描述采样方式的接口，在前序路径描述的基础上，且当前操作对象为顶点时，如何采样该类型的顶点作为前序顶点的邻居，包括采样多少、采样策略。

def sample(N):
""" 承接顶点（只能跟在顶点操作之后），表示当前顶点采样多少作为前序顶点的邻域
Args:
	N(int): 采样的数量
"""

def by(strategy):
""" 紧跟sample()之后，表示采样策略
Args:
	strategy(string): 采样策略
    	如果前序路径为采样，支持的策略包括: 
          “edge_weight”, "in_degree", "topk", "random", "full";
    	如果前序路径为负采样，支持的策略包括: 
          "in_degree", "random", "node_weight"
"""

图游走¶

outV(edge_type)/outE(edge_type)：从边的源顶点开始到目的顶点向前推进，即源顶点沿着其出边游走。 inV(edge_type)/inE(edge_type)：从边的目的顶点开始到源顶点向后回溯，即目的顶点沿着入边游走。其中，edge_type对应的边必须为无向边（在构图时，必须指定directed=false，即可以反向游走，参考图对象）。

例如，对于如下所示异构图，从user顶点开始，沿u2i边采样user的一跳邻居，再沿i2i边采样user的二跳邻居。

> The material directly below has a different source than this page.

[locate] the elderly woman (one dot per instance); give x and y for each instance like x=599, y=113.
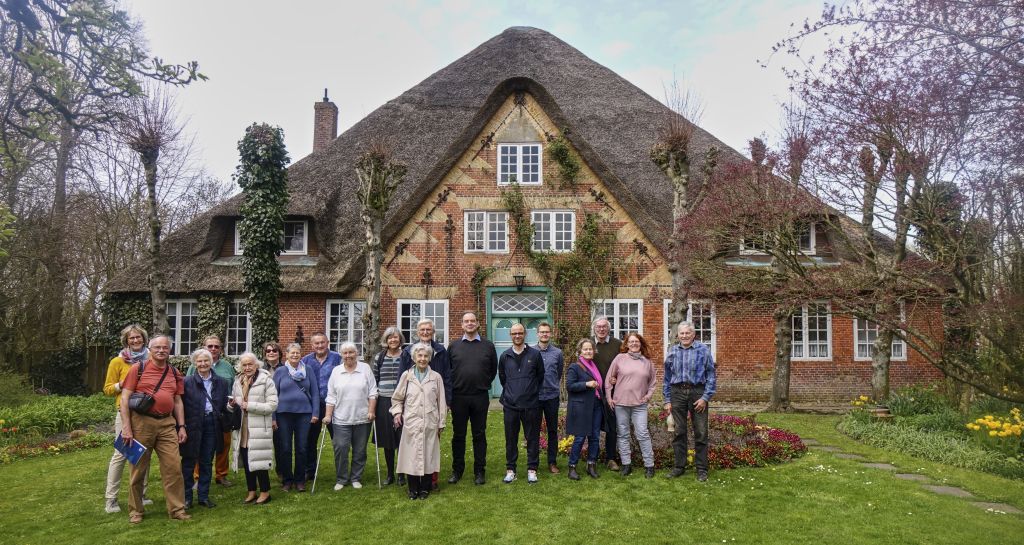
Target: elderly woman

../_images/gsl-u-i-i.png gsl-u-i-i

g.V("user").batch(64).alias('src')                       # (1) 获取64个user顶点
 .outV("u2i").sample(10).by("edge_weight").alias('hop1') # (2) 为上述每个user采样10个邻居item
 .outV("i2i").sample(15).by("random").alias('hop2')      # (3) 为上述每个item采样15个邻居item

若以边为数据源，可以再获取边后分别针对其端点进行操作。一般情况下，获取边往往用于无监督学习，把边看成正样本，再对边的源顶点进行负邻居采样作为负样本。

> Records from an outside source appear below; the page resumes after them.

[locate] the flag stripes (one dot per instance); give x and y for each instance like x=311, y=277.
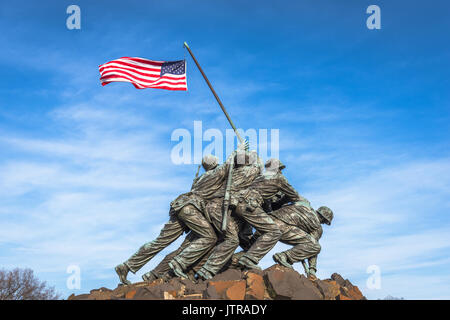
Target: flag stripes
x=144, y=73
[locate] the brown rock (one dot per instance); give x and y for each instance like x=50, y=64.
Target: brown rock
x=355, y=293
x=218, y=289
x=285, y=284
x=338, y=278
x=130, y=294
x=255, y=287
x=229, y=274
x=79, y=297
x=236, y=291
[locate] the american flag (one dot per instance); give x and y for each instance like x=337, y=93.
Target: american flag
x=144, y=73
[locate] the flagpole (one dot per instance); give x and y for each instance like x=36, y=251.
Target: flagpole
x=214, y=93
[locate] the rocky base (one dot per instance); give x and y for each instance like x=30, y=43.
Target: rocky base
x=274, y=283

../_images/gsl-u-i-neg.png gsl-u-i-neg

g.E("u2i").batch(64).alias('edge')                    # (1) 随机获取64条u2i的边
 .ouV().alias('src')                                  # (2) 跳转到边的源顶点，即user
 .outNeg("u2i").sample(10).by("random").alias('neg')  # (3) 为上述每个user采样10个不相关的item

当边为无向边时，可以通过outV(edge_type)和inV(edge_type)来实现循环采样，源点和目的点互为邻居。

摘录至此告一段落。